Title: Teleconnections from the 2023/24 El Niño: Impact of long-term SST trends
Abstract
The El Niño of 2023-2024 ranked among the top 5 strongest El Niño events of the past 70 years, yet wintertime atmospheric teleconnections to the extra-tropical Northern Hemisphere were markedly weaker than anticipated. Here, we conduct a series of atmospheric modeling experiments using prescribed observed SSTs and radiative forcings to test the hypothesis that the observed pattern of background SST trends since 1980 was responsible for counteracting the expected teleconnection response. This so-called “SST pattern effect” (enhanced warming in the Tropical Indian and Atlantic Oceans and relative cooling in the eastern tropical Pacific) is shown to drive a teleconnection of the opposite sign via a Rossby wave response to anomalous precipitation over the western tropical Pacific driven remotely from the Indian Ocean.
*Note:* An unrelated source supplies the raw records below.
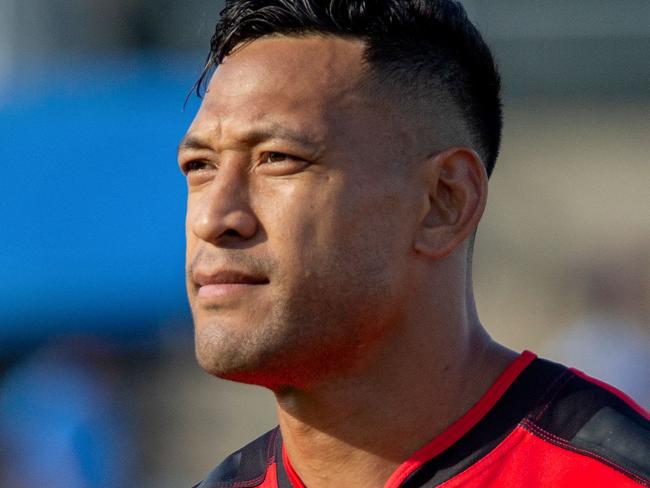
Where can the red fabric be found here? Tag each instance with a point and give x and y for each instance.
(631, 403)
(452, 434)
(271, 478)
(295, 480)
(456, 430)
(524, 459)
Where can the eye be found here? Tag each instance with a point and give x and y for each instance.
(277, 157)
(194, 166)
(279, 164)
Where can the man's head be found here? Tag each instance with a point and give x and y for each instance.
(333, 168)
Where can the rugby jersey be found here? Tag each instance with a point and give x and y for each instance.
(540, 424)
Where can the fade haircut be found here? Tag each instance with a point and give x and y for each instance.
(411, 44)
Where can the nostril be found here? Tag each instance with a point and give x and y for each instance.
(232, 233)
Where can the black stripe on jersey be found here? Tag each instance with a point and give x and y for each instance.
(531, 388)
(245, 468)
(593, 421)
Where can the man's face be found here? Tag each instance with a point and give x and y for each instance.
(300, 217)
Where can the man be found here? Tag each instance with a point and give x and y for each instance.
(337, 171)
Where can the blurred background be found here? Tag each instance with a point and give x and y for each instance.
(98, 384)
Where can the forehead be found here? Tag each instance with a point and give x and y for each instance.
(307, 81)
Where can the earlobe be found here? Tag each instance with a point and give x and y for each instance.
(456, 185)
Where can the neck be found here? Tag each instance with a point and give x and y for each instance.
(357, 429)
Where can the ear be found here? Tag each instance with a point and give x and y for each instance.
(456, 183)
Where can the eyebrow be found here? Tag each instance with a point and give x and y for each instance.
(255, 136)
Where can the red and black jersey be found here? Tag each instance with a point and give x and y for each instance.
(539, 425)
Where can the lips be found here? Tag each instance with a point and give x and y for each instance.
(226, 283)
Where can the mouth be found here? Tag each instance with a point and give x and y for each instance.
(226, 283)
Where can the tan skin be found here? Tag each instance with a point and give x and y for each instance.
(327, 241)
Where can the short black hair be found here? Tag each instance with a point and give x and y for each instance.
(412, 43)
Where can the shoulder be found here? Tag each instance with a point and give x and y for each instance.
(588, 417)
(245, 467)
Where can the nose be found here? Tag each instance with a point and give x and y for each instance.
(221, 214)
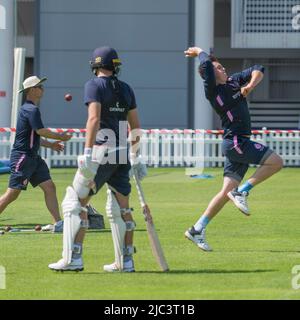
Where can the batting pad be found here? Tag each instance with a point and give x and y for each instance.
(118, 227)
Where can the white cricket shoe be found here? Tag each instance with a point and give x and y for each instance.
(75, 265)
(128, 267)
(240, 200)
(198, 238)
(48, 227)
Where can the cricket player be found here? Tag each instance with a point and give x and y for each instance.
(227, 96)
(111, 107)
(26, 164)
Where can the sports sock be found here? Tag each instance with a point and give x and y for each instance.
(247, 186)
(201, 223)
(77, 251)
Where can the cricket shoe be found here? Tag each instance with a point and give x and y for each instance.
(198, 238)
(240, 200)
(128, 267)
(75, 265)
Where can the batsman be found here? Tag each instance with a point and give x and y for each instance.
(111, 108)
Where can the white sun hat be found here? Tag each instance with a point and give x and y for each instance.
(31, 82)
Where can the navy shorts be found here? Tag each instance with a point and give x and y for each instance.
(115, 175)
(239, 153)
(25, 168)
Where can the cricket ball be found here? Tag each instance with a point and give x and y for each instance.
(7, 228)
(68, 97)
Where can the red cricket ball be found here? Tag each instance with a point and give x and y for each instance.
(68, 97)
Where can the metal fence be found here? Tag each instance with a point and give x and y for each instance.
(169, 148)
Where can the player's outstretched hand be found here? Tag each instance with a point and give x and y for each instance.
(57, 146)
(65, 136)
(192, 52)
(245, 91)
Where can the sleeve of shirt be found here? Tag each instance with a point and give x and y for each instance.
(245, 76)
(35, 120)
(91, 93)
(208, 74)
(133, 101)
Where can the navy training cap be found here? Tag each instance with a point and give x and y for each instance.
(105, 57)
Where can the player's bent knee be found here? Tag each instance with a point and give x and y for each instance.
(82, 185)
(130, 225)
(275, 161)
(12, 196)
(118, 226)
(72, 222)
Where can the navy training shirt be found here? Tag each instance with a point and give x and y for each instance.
(117, 99)
(226, 99)
(29, 120)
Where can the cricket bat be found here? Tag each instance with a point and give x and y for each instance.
(153, 238)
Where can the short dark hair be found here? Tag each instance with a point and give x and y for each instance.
(201, 69)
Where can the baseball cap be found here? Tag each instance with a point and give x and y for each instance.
(106, 57)
(31, 82)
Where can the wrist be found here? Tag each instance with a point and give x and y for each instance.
(87, 151)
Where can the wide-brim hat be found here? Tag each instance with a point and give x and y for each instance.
(32, 82)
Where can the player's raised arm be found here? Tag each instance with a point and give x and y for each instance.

The circulation response to the 2023-2024 El Niño in the absence of background SST changes is almost entirely cancelled by the teleconnection produced by SST trends, with consequences for precipitation impacts over North America and Europe. Analogous behavior is found for the observed circulation anomalies, although internal atmospheric variability may also contribute. The results underscore the importance of considering the modulating influence of background SST trends, both natural and anthropogenic in origin, on El Niño teleconnections and associated climate impacts in the coming decades.